Ora, se si scorre l'organigramma attuale, riportato dal sito del partito, è facile vedere che né il coordinatore nazionale (Antonio Tajani) né la vice-coordinatrice nazionale (Anna Maria Bernini, ora affiancata da Alessandro Cattaneo) sono cariche previste dallo statuto. Su questa base, è evidente che ogni decisione che fosse presa da loro, se non "confermata" (meglio: se non coincidente con le decisioni prese) dal presidente o dagli altri organi competenti, potrebbe risultare non conforme allo statuto, anche se ovviamente le iscritte e gli iscritti al partito potrebbero rispettarla per fedeltà e lealtà. Tuttavia, se - per mera ipotesi - il coordinatore o uno dei suoi due vice procedessero a qualche nomina o ad altre decisioni impegnative per Forza Italia, qualche iscritto potrebbe anche scegliere di rivolgersi al tribunale per chiedere di invalidare quegli atti, ritenendoli compiuti da soggetti non competenti.

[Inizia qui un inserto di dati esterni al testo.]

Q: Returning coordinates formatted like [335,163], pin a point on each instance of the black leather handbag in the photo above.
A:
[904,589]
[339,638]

Questi potrebbero difendersi, per esempio, sostenendo di aver ricevuto la delega a compiere quegli stessi atti (l'art. 19, comma 5 dello statuto indica che il presidente di Fi può "delegare specifiche funzioni"), ma sarebbe loro onere dimostrare in modo adeguato l'esistenza di quella delega.
Tutto questo vale ora, che un presidente (potenzialmente) delegante esiste ed è in carica. Qualora dovesse venire a mancare o fosse impossibilitato in modo permanente a esercitare i suoi compiti, dovrebbe necessariamente partire il percorso di avvicinamento al congresso: il comitato di presidenza dovrebbe subito convocare il consiglio nazionale; questo dovrebbe scegliere un nuovo presidente pro tempore, che avrebbe essenzialmente l'incarico di convocare la nuova assise congressuale, nella data fissata dal comitato di presidenza e secondo i termini e i passaggi indicati dallo statuto.
Nel frattempo, la decisione sulla validità degli atti - a seguito di eventuali ricorsi - sull'operato del coordinatore o dei suoi vice spetterebbe comunque al giudice civile, che si troverebbe di fronte una situazione sicuramente delicata; potrebbe dunque prendere tempo, anche di fronte alla richiesta di provvedimenti urgenti. Se sospendesse o invalidasse quegli atti potrebbe essere considerato responsabile del "blocco" dell'attività di un partito di maggioranza, dal rilievo comunque non trascurabile; una decisione simile, comunque, sarebbe frutto della scelta di prendere sul serio le norme dello statuto, che i dirigenti di Forza Italia e, a loro modo, le iscritte e gli iscritti hanno scelto di darsi o di accettare. Si tratta, ancora una volta, di una questione di "diritto dei partiti", da considerare seriamente: i partiti possono scegliere le regole da applicare al loro interno, ma poi devono rispettarle (anche, ad esempio, nella cadenza dei congressi, che dopo il 2013 in Forza Italia non si sono più celebrati); se diventano inadeguate si possono cambiare, ma rispettandole finché sono in vigore. Nel frattempo, senza dubbio, l'uso del simbolo resta saldamente nelle mani dell'amministratore nazionale, Alfredo Messina, non ricandidato alle ultime elezioni politiche.